I recently took that bag down to 5-10 deg F, fairly comfortably, using MYOG cover, the VB suit & socks, base layer & R1 hoodie, Cocoon pants, MB UL 1/2 sleeve down jacket, Puff pullover and Cocoon balaclava.
On a separate night the lows were around 18-22, and I was too warm in a similar setup minus the 1/2 sleeve jacket. Slept with the bag open, not using the hood, until about 0530.
Haven't experimented with wearing it above freezing, but in those conditions my bivy still tends to condense and leave me feeling damp/cold, so will probably try the VB suit some this spring to establish effective upper limits.

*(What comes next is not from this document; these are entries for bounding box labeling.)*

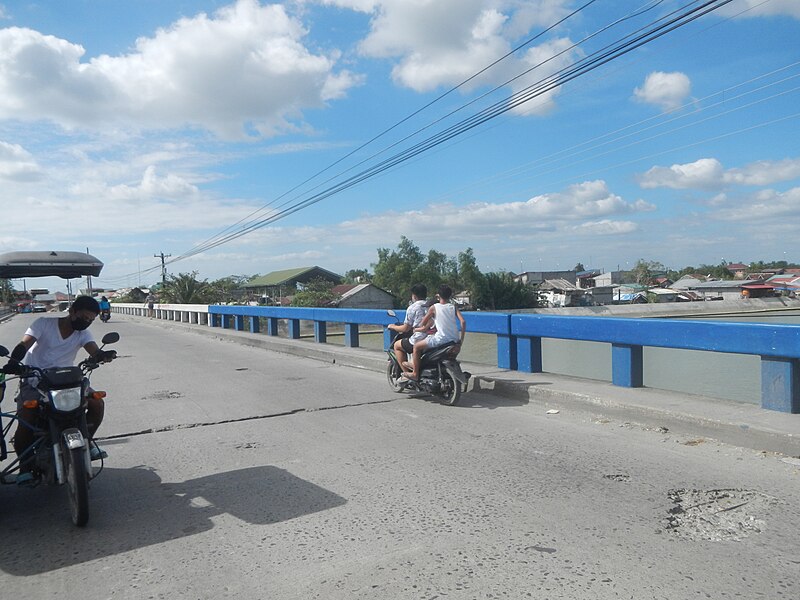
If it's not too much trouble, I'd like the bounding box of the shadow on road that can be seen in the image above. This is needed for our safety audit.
[0,466,346,576]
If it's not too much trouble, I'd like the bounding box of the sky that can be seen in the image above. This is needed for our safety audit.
[0,0,800,290]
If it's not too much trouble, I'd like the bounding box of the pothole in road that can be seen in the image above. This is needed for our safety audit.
[142,390,183,400]
[664,489,778,541]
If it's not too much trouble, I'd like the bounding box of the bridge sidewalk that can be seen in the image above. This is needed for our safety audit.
[136,316,800,457]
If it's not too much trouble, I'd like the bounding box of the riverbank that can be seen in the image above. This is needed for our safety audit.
[503,297,800,319]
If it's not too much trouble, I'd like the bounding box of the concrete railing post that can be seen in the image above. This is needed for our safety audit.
[517,337,542,373]
[267,317,278,335]
[344,323,358,348]
[611,344,644,387]
[288,319,300,340]
[761,356,800,414]
[497,334,517,370]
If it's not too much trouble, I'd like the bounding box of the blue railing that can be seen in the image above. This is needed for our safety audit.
[115,305,800,413]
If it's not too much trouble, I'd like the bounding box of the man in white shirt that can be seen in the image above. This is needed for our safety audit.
[3,296,117,482]
[388,283,428,371]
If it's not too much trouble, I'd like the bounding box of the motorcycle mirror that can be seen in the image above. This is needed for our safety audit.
[101,331,119,345]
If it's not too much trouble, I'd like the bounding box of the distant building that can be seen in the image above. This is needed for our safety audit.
[725,263,750,279]
[539,278,584,308]
[331,283,394,309]
[242,266,342,298]
[514,271,578,285]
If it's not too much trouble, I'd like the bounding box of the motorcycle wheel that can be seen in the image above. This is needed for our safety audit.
[62,446,89,527]
[439,367,461,406]
[386,360,405,393]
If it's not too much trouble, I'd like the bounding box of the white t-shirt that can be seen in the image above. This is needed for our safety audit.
[22,317,94,369]
[405,300,428,344]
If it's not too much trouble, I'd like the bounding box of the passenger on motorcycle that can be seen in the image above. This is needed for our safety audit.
[388,283,428,371]
[403,285,467,380]
[3,296,117,482]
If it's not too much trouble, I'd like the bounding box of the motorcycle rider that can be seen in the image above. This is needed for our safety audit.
[403,285,467,381]
[388,283,428,371]
[100,296,111,322]
[3,296,117,485]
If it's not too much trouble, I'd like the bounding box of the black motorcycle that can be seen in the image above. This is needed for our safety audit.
[386,310,471,406]
[0,332,119,526]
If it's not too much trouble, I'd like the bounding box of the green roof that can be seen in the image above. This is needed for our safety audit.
[242,266,342,288]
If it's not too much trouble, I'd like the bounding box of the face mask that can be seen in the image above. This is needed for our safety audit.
[70,317,92,331]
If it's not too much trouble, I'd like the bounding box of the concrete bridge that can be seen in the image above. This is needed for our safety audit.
[0,313,800,600]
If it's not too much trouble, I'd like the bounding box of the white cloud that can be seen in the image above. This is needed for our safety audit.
[354,0,576,101]
[719,0,800,19]
[573,219,639,235]
[633,71,692,112]
[0,142,43,182]
[714,187,800,221]
[0,0,359,138]
[639,158,724,190]
[639,158,800,190]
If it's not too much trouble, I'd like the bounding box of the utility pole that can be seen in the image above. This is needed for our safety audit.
[153,252,172,286]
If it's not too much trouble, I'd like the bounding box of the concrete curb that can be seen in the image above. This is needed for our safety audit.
[124,315,800,457]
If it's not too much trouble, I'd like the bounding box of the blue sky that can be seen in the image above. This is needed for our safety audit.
[0,0,800,288]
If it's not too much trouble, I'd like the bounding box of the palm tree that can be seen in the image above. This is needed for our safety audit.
[160,271,211,304]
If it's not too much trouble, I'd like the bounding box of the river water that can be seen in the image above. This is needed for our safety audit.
[352,310,800,404]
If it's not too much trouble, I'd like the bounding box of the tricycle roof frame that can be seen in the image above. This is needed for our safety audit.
[0,250,103,279]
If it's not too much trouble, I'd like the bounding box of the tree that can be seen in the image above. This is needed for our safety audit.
[344,269,372,284]
[292,277,339,306]
[0,279,14,304]
[631,258,666,285]
[458,248,489,308]
[208,275,252,302]
[159,271,212,304]
[480,273,538,310]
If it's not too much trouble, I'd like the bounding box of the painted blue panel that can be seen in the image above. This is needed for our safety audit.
[511,315,800,358]
[761,358,800,414]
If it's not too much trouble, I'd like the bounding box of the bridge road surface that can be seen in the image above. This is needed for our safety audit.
[0,315,800,600]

These wouldn't vent enough for me underway in the conditions I encounter, but to keep my other layers dry when I'm wearing a pack I plan to make a 2nd layer vest using a sil back and shoulders, momentum face and something porous and stretchy on the sides.Feb 23, 2010 at 8:08 am #1577448
"I do think that you need VBL gloves and socks with it" -Hendrik Morkel
As I stated before, I have not yet acquired everything that I needed for winter. I do plan on getting VB gloves and socks.
In my opinion, a suit would be more versatile than a liner bag. For only being an ounce or two heavier than a liner bag, I think it is well worth the extra weight.
-SidFeb 23, 2010 at 8:13 am #1577453
@mocs123Locale: Southeast Tennessee
Sil Mitts can be found here:Feb 23, 2010 at 8:35 am #1577468
I can't seem to find a weight listed for those Mitts. I was thinking about something like the BPL Featherlite Vapor Mitts.